From 1970 to 1973, Rohmann studied at the Parteihochschule Karl Marx, where she obtained a diploma in social sciences. After joining the Democratic Women's League of Germany (DFD) in 1969, she became the head manager of the DFD's national board in 1973. In 1982, she departed from the head manager position and joined the DFD's executive committee and secretariat, remaining in both bodies until 1989. In 1981, Rohmann was elected to the Volkskammer, and in 1984, she became chairwoman of the DFD's parliamentary group. From November 1989 to March 1990 she was a member of the Presidium of the Volkskammer. From 16 November 1989 until 27 October 1990, Rohmann was chairwoman of the DFD.

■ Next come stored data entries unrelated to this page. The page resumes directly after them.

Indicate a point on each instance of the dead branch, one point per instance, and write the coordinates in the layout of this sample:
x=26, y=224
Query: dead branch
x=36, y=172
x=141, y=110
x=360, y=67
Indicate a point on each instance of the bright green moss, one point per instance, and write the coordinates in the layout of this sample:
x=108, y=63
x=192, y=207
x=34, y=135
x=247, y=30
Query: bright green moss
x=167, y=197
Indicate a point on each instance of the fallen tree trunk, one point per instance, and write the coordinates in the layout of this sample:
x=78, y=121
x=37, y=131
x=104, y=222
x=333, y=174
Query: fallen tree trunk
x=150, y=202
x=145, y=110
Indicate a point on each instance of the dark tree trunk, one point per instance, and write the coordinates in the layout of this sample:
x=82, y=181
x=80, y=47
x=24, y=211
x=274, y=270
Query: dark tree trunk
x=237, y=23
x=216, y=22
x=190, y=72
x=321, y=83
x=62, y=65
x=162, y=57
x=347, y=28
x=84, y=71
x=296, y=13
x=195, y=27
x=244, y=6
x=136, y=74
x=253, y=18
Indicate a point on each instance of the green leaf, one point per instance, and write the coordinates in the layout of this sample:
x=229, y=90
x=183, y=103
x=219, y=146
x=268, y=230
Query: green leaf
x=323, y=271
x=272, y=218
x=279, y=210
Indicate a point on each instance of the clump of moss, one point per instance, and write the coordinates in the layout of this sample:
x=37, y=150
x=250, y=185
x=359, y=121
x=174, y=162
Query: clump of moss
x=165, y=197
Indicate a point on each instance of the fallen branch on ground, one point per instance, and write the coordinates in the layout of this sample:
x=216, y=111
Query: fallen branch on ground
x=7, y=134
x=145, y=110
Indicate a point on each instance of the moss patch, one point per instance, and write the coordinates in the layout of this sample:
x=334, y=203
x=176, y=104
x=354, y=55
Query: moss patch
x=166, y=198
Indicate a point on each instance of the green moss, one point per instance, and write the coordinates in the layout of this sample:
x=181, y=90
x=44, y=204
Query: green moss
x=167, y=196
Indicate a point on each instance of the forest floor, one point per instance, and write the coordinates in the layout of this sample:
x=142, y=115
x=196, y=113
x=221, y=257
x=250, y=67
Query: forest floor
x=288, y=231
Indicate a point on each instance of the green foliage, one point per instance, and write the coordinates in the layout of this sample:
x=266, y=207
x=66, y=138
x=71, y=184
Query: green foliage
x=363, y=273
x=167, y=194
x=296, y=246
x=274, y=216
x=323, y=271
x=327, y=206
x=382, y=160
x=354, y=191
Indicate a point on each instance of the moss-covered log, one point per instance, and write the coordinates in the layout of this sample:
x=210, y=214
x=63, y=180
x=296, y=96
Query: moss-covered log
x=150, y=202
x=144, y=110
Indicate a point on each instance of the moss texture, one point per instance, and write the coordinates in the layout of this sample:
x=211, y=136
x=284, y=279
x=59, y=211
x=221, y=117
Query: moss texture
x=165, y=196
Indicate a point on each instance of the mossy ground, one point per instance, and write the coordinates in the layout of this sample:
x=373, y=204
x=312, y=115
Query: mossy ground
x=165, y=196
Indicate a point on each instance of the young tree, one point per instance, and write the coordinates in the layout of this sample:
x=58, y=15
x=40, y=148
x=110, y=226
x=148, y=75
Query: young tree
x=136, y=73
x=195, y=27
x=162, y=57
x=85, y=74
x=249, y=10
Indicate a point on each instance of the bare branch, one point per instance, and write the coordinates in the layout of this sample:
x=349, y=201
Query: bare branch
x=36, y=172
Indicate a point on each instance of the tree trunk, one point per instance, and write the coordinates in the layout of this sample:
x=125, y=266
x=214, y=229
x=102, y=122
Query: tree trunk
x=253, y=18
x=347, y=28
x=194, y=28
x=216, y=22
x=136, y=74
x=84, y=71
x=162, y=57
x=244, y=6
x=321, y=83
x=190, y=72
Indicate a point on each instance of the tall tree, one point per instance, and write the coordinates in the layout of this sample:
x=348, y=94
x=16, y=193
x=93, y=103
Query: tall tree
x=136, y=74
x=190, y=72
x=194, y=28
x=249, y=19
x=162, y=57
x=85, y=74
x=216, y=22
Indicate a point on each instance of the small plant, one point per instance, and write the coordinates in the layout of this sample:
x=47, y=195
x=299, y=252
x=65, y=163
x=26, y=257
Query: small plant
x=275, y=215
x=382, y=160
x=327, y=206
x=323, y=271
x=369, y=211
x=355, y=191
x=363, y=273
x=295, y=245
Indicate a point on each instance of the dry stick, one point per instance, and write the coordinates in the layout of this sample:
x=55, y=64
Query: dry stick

She remained active in politics even after East Germany's 1990 reunification, participating in the local The Left branch and the Bruchmühle Youth and Cultural Association and serving as the manager of Demokratischer Frauenbund (1990–2000), the DFD's successor organisation. In 1995, she authored a book, Wendezeiten – Zeitenwende.

Rohmann died on 21 November 2020 at the age of 76.